|Ph.D Student||Ben-Yosef Yiska|
|Subject||Imperfection Sensitivity of Conical Shells|
|Department||Department of Civil and Environmental Engineering||Supervisors||Professor Emeritus Izhak Sheinman|
|Professor Emeritus Menahem Baruch (Deceased)|
The thesis is devoted to the comprehensive study of the stability and imperfection sensitivity of shells according to Koiter’s theory. Conical shell was chosen as a representative shell structure that exhibited of the entire range of sensitivity imperfection: it varies from the very sensitive to imperfection- cylindrical shell to the completely non-sensitive- annular plate. By changing the cone semi vertex angle one can learn about the characteristic behavior of shell structure, and to understand the mechanism its behavior. The main goal of this research is to determine the parameters that affect the buckling load and the imperfection sensitivity, by.
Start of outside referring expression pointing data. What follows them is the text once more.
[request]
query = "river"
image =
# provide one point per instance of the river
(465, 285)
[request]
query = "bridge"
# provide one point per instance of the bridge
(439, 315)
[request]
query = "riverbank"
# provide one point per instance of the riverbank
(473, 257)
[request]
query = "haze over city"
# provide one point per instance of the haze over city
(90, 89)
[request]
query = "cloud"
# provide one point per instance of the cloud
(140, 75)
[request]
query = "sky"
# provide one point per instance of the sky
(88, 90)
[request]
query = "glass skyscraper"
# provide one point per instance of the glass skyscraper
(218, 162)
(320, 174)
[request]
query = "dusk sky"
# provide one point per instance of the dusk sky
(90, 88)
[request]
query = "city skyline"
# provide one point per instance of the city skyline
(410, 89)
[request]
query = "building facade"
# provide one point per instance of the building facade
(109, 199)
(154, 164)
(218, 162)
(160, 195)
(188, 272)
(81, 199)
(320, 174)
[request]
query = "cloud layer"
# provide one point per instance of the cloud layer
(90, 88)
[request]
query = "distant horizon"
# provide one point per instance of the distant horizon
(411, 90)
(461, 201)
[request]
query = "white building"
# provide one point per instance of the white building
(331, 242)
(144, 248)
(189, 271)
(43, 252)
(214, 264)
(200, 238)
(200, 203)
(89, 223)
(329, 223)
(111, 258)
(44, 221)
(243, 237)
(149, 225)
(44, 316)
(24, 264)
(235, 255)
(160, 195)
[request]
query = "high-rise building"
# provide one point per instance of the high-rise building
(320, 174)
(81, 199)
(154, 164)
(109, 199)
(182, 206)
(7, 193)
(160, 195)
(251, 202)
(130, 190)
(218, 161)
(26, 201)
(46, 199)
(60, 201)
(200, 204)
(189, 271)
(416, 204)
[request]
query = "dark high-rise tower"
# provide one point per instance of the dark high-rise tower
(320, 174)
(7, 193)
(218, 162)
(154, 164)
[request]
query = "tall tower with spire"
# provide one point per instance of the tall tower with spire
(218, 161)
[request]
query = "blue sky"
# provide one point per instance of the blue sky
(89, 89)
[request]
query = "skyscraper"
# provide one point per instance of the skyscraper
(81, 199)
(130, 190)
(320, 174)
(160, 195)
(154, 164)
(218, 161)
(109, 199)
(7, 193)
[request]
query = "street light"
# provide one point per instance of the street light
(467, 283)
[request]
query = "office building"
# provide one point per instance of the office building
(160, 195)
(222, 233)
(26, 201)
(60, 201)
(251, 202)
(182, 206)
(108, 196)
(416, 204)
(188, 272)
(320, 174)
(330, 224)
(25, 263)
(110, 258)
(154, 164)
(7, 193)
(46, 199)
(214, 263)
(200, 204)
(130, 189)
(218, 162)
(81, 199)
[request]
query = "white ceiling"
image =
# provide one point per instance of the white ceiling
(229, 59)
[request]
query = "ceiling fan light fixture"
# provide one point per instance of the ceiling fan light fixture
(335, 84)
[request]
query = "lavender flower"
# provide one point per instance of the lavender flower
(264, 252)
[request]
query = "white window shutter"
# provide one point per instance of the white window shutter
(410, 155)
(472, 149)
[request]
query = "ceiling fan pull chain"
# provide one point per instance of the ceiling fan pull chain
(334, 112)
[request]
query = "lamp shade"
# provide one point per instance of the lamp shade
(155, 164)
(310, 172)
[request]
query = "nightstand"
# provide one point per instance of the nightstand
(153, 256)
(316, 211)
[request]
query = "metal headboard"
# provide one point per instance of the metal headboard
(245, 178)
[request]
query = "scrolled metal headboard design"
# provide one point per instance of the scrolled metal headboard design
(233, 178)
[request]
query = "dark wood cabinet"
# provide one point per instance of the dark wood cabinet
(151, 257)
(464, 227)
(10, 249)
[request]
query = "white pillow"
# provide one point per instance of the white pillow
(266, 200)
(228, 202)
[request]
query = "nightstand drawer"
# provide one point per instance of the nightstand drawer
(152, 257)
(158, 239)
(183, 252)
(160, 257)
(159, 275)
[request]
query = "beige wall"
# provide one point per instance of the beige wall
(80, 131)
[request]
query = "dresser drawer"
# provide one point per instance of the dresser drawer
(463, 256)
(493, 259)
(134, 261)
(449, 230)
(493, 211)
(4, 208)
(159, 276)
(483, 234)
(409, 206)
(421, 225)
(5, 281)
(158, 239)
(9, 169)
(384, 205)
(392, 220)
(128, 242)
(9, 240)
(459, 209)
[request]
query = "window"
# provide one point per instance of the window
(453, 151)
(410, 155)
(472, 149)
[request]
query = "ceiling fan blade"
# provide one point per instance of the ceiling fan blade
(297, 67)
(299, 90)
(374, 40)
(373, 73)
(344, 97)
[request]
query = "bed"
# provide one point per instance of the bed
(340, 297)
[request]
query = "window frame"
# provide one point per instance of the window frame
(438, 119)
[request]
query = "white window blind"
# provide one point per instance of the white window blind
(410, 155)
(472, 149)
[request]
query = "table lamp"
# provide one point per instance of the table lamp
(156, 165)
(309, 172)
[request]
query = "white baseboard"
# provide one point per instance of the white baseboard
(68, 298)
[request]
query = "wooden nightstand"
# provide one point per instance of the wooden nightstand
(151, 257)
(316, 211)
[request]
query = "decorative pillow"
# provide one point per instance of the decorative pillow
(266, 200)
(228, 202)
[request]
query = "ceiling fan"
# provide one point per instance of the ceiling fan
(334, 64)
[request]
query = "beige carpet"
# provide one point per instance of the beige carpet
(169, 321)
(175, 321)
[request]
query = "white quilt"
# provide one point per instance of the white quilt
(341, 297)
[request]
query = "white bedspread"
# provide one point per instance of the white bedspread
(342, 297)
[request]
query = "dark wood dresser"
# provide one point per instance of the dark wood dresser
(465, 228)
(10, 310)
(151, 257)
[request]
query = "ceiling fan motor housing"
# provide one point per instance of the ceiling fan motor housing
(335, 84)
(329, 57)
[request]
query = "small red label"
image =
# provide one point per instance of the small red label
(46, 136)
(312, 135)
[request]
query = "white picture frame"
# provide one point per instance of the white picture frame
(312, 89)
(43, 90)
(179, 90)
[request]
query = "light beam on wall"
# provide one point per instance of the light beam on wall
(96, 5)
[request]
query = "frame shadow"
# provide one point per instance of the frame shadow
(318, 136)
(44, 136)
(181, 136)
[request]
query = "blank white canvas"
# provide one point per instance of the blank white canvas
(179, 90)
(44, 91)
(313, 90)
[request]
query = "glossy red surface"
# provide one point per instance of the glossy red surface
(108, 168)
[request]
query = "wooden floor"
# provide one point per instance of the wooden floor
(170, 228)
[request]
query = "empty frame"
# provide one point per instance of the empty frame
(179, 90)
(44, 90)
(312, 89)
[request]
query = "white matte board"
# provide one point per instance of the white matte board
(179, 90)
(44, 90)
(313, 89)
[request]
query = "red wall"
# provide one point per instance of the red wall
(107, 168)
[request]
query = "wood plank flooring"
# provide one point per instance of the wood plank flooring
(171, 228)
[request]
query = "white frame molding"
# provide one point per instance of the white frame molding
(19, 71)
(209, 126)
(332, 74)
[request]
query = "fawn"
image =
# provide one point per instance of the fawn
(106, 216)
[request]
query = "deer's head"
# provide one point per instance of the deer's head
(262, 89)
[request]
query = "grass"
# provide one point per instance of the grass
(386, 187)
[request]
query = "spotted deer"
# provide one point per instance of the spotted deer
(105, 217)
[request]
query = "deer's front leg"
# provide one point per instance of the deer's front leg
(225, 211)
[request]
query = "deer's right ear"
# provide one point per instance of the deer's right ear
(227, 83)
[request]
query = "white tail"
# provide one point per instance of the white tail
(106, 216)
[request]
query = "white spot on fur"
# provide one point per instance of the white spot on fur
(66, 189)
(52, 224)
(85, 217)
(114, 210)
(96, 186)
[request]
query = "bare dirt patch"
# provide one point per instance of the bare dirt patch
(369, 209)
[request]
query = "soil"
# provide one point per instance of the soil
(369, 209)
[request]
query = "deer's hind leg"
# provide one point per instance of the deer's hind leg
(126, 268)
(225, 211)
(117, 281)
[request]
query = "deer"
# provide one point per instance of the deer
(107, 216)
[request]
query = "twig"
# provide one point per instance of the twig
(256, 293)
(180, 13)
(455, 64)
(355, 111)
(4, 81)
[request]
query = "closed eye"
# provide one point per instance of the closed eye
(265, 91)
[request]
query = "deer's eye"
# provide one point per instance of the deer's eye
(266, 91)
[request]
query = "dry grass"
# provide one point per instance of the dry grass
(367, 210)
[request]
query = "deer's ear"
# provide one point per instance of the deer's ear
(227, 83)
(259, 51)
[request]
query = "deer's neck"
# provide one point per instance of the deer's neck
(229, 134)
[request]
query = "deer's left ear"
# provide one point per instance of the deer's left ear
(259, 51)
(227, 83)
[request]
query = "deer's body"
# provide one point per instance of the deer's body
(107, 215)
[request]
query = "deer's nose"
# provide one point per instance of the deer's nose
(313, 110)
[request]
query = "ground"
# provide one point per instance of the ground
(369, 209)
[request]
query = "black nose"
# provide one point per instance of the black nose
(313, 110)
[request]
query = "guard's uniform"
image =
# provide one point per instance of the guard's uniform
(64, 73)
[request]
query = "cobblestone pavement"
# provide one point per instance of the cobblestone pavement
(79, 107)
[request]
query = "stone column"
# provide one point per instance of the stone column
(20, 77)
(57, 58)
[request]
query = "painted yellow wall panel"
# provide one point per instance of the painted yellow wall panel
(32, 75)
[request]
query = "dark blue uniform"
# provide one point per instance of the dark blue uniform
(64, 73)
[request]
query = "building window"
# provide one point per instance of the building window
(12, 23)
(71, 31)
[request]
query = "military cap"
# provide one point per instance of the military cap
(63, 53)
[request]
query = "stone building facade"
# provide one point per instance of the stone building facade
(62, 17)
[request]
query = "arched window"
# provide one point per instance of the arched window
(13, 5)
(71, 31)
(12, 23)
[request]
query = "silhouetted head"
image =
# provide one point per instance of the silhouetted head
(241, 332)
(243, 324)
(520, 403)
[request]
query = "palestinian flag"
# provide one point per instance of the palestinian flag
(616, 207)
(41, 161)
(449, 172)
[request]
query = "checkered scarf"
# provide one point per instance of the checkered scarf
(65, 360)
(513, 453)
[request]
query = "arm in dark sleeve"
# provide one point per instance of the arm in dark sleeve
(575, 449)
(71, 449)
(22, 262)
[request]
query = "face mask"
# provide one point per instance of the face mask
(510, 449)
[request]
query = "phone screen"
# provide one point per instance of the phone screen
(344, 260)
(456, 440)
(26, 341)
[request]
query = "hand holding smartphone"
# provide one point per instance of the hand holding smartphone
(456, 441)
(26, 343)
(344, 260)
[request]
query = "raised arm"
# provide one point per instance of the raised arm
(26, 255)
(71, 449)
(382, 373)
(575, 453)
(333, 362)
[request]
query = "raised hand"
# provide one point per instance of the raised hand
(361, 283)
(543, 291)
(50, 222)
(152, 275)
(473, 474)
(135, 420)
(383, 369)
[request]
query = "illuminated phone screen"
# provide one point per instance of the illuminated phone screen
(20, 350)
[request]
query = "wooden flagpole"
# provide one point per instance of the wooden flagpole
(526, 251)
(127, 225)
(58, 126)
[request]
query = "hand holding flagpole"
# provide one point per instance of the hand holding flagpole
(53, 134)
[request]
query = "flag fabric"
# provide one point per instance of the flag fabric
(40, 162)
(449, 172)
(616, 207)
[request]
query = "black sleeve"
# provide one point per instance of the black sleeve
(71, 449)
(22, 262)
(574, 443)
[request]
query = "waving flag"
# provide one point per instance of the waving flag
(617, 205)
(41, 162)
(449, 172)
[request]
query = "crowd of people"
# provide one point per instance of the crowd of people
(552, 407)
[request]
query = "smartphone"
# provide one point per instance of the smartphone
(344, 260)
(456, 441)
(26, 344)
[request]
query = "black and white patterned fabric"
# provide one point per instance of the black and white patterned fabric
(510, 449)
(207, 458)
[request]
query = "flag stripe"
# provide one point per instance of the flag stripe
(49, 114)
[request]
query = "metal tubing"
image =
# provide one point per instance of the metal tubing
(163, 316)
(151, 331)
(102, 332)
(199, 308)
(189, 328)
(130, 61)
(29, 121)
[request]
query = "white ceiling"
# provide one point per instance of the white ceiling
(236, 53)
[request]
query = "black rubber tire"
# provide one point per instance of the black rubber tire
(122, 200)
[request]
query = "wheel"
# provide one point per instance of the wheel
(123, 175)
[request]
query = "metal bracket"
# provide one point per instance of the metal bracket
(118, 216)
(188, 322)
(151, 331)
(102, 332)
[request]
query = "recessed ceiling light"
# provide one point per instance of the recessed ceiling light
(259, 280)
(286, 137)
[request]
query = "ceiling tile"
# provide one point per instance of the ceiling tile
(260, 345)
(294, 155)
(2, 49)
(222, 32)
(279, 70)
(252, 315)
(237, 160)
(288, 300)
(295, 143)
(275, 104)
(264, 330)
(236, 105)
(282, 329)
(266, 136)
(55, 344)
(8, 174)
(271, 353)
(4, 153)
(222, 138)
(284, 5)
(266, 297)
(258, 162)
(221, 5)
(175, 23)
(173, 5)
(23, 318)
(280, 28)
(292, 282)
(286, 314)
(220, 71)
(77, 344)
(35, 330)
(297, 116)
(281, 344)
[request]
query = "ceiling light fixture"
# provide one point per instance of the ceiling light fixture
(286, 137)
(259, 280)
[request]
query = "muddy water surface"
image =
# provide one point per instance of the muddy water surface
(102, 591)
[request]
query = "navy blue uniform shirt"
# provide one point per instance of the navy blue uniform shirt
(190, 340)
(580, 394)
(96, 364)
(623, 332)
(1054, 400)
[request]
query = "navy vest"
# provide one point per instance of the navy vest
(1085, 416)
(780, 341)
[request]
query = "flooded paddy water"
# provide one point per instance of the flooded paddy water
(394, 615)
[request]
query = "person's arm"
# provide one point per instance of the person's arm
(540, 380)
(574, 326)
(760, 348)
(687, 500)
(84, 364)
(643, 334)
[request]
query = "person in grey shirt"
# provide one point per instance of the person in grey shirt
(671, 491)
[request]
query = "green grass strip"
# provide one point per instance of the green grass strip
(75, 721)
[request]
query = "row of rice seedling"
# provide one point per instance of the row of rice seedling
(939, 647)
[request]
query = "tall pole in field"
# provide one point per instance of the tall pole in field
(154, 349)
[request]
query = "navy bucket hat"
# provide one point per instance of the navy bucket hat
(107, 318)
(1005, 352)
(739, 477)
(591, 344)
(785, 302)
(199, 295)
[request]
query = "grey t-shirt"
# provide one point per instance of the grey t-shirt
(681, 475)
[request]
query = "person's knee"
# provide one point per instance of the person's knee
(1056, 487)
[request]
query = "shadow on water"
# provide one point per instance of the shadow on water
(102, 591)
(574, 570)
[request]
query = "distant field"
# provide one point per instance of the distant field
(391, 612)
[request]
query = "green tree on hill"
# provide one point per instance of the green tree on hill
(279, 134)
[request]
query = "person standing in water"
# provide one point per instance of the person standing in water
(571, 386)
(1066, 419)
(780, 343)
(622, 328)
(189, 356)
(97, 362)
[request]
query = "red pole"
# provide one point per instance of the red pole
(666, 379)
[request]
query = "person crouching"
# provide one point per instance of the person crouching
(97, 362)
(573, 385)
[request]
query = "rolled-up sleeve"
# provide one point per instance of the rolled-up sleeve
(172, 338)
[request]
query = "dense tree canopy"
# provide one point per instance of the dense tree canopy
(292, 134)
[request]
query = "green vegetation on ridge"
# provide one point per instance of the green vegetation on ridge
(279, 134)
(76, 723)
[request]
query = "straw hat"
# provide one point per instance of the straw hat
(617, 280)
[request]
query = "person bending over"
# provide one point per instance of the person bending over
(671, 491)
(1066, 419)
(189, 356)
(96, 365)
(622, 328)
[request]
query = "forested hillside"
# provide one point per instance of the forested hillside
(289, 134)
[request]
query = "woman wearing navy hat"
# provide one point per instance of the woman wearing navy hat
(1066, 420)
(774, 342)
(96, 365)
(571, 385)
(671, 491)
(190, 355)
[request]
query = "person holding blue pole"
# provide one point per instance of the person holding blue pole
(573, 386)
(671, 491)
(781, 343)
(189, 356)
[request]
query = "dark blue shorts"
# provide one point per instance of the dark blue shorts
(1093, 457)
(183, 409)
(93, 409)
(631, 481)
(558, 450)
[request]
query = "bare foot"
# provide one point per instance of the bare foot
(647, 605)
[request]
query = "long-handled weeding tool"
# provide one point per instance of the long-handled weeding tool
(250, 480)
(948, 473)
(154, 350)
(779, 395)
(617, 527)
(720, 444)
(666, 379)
The imperfection sensitivity of conical shells is considered - via the initial post buckling analysis - on the basis of three different shell theories: Donnell’s Sanders’ and Timoshenko’s. The procedure involves nonlinear partial differential equations, which are converted into a sequence of three linear sets. The equations are solved with the variables expanded in Fourier series in the circumferential direction and finite differences in the axial directions. A general code is developed and used in studying the effect of higher exactness of the shell theory on the sensitivity behavior of: isotropic, stiffened and anisotropic angle-ply cylindrical shells, isotopic and stiffened conical shells. A main conclusion drawn from this work reveals that the sensitivity to imperfection is affected by the accuracy of the theory used in the analysis. In other words- the more accurate the shell theory is, the less sensitive to imperfection. The least accurate shell theory may indicate certain sensitivity and the most exact, none at all.